Kathy Haas, age 12, of Bethlehem, Pennsylvania, for her question:
What makes a jumping bean jump?
This year, as usual, the jumping bean has baffled a new generation of human children. Nobody expects a bean to go bouncing around like a bronco. Nobody expects a vegetable to make any sort of move on its own. But at certain times of the year, remarkable, three cornered beans are sold in novelty shops in the United States, Canada and possibly other countries. And no doubt about it, these jumping beans do jump at least for a while.
This is a two part story that begins in Central or South America. It involved a plant of the Euphorbiaceae, or spurge, family and an insect named Laspeyresia saltitans. The spurge is related to the Christmas red poinsettia and also to the dainty snow on the mountains that grows in shady gardens. Most spurges have milky white sap, and some of the tropical species produce latex that can be used to make rubbery substances.
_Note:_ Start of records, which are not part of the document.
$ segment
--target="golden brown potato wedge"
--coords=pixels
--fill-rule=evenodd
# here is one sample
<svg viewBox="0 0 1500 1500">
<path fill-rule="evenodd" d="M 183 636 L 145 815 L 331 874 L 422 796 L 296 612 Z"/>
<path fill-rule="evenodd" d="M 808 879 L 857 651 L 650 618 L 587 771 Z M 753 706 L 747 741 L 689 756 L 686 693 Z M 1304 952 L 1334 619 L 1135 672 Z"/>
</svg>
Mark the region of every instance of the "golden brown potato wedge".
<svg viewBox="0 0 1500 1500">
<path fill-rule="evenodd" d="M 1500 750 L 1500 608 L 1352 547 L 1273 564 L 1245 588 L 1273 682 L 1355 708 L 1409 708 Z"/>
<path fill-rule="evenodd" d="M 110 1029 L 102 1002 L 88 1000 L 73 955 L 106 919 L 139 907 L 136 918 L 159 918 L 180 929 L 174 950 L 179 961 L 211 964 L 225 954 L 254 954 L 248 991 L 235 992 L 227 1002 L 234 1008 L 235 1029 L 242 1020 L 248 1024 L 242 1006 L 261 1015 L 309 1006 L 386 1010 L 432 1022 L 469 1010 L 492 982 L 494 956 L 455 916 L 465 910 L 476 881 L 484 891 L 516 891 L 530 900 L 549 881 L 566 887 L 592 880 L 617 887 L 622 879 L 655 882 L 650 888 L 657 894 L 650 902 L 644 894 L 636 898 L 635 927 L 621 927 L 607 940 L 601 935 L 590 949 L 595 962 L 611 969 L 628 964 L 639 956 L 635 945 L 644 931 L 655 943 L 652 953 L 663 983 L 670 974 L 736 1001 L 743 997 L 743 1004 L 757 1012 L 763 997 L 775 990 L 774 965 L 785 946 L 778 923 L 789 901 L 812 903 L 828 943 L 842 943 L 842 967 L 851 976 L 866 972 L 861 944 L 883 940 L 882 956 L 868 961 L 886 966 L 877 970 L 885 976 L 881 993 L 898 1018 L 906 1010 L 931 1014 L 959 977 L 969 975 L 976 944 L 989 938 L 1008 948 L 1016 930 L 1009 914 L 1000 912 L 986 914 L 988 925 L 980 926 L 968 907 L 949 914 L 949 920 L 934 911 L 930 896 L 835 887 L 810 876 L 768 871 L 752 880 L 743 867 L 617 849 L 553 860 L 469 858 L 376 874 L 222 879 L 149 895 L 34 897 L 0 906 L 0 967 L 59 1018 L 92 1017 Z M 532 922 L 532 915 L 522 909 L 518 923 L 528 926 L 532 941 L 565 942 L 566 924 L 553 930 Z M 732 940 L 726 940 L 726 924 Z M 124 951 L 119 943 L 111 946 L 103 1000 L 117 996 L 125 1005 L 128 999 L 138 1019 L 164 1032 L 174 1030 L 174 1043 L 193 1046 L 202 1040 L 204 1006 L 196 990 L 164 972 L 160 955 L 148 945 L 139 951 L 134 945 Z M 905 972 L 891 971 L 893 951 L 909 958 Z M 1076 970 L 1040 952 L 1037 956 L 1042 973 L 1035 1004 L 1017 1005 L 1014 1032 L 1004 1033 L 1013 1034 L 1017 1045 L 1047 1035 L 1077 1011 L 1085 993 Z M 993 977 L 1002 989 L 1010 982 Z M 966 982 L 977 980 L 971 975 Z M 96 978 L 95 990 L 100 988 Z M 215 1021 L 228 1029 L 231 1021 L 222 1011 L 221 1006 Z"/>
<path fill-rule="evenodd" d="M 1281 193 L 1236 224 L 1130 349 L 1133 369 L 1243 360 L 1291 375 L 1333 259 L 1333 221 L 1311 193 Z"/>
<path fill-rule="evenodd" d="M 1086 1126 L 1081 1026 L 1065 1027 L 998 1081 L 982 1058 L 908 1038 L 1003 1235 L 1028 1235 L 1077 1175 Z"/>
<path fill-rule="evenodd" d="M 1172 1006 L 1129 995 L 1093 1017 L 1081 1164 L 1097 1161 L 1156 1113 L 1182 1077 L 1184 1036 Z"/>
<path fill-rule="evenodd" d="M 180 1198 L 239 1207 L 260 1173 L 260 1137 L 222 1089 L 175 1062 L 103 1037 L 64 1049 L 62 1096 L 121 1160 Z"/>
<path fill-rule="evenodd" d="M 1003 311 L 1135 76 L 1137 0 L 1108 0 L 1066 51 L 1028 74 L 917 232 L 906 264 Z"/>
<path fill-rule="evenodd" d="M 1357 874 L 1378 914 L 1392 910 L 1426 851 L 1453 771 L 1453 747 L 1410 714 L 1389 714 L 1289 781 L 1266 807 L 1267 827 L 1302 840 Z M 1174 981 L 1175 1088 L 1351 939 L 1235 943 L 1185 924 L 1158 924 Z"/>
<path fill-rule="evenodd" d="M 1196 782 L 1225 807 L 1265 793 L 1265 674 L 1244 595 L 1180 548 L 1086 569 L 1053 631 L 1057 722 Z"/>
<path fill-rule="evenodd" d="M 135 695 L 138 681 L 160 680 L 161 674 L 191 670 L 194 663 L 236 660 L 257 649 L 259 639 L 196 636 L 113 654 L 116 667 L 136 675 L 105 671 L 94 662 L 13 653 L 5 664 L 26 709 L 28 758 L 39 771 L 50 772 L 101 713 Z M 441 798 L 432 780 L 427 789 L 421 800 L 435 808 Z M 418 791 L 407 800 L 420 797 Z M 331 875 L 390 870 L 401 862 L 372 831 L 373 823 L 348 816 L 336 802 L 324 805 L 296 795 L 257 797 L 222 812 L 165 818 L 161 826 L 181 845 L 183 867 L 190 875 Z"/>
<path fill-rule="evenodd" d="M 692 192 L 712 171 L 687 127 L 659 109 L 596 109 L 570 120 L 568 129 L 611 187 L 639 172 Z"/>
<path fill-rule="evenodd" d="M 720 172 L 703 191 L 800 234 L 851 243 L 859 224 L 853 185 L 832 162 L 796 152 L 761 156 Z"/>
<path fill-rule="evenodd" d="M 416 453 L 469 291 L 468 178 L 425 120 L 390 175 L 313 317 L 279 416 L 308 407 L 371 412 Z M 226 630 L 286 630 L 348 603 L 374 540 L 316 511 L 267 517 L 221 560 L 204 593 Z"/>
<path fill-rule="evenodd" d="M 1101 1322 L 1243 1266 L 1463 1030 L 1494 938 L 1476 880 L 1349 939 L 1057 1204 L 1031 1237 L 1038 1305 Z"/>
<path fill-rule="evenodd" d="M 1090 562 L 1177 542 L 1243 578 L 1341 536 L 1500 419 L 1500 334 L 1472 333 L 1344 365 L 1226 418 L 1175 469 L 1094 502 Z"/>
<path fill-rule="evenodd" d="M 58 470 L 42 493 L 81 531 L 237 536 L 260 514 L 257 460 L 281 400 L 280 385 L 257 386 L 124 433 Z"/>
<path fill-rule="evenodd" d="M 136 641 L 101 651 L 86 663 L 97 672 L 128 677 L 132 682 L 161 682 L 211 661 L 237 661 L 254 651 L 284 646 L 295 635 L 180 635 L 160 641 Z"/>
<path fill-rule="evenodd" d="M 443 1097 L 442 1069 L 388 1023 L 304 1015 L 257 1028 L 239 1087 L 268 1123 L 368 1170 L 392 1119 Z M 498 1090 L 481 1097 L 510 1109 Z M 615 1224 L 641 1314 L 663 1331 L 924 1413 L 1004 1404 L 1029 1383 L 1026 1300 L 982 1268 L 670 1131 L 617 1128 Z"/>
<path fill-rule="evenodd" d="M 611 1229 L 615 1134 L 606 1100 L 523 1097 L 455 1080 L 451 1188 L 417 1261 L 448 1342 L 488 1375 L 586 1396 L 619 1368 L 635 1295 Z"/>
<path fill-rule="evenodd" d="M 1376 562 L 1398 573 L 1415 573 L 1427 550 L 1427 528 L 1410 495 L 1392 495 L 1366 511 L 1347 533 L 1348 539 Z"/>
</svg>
The spurges in our story are rather scrawny trees and shrubs that grow among the desert vegetation of semi tropical America. In spring they produce drab little flowers. You would hardly notice them but they are noticed by the gypsy moth relative of our story. When the female is ready to lay her eggs, she seeks out these particular spurge blossoms. She is a small, drabbish grey moth, and you would hardly notice her either, 'as she flutters around placing an egg into one, then another and another drab little spurge blossom. When her duty is completed, she dies and departs from our story.
Soon the spurge petals fall and each moth egg sleeps safely inside a developing seed. When the egg hatches, the grubby larva finds itself inside a small edible bean. Naturally it eats away at the inside walls of its little prison. The bean and the grub grow together, and the growing grub hollows out the inside of the bean.
After a while, she feels rather cramped and in need of exercise. So she coils her caterpillar body like a spring and lets go with a jerk. You can guess what happens. The moth larva is strong enough to move the whole bean. Every time she does her setting up exercises, the jumping bean jumps around like a miniature bronco.
Moth type insects, however, must change through four distinct stages, and each stage lasts only so long. When the jumping bean larva gorges her fill, she becomes drowsy and changes into her pupa stage. The pupa sleeps and the jumping bean's jumping days are over.
The pupa, of course, is not the final stage of life for the moth. While it sleeps, its body is metamorphized and remodeled. The creature that emerges is a winged adult, ready to mate and produce eggs that will start the next generation of mysterious jumping beans. The nibbling larva left a thin wall at one end of the bean. The newly hatched moth pushes her way through this spot and flutters forth to find those modest flowers that bloom on the right species of desert spurges.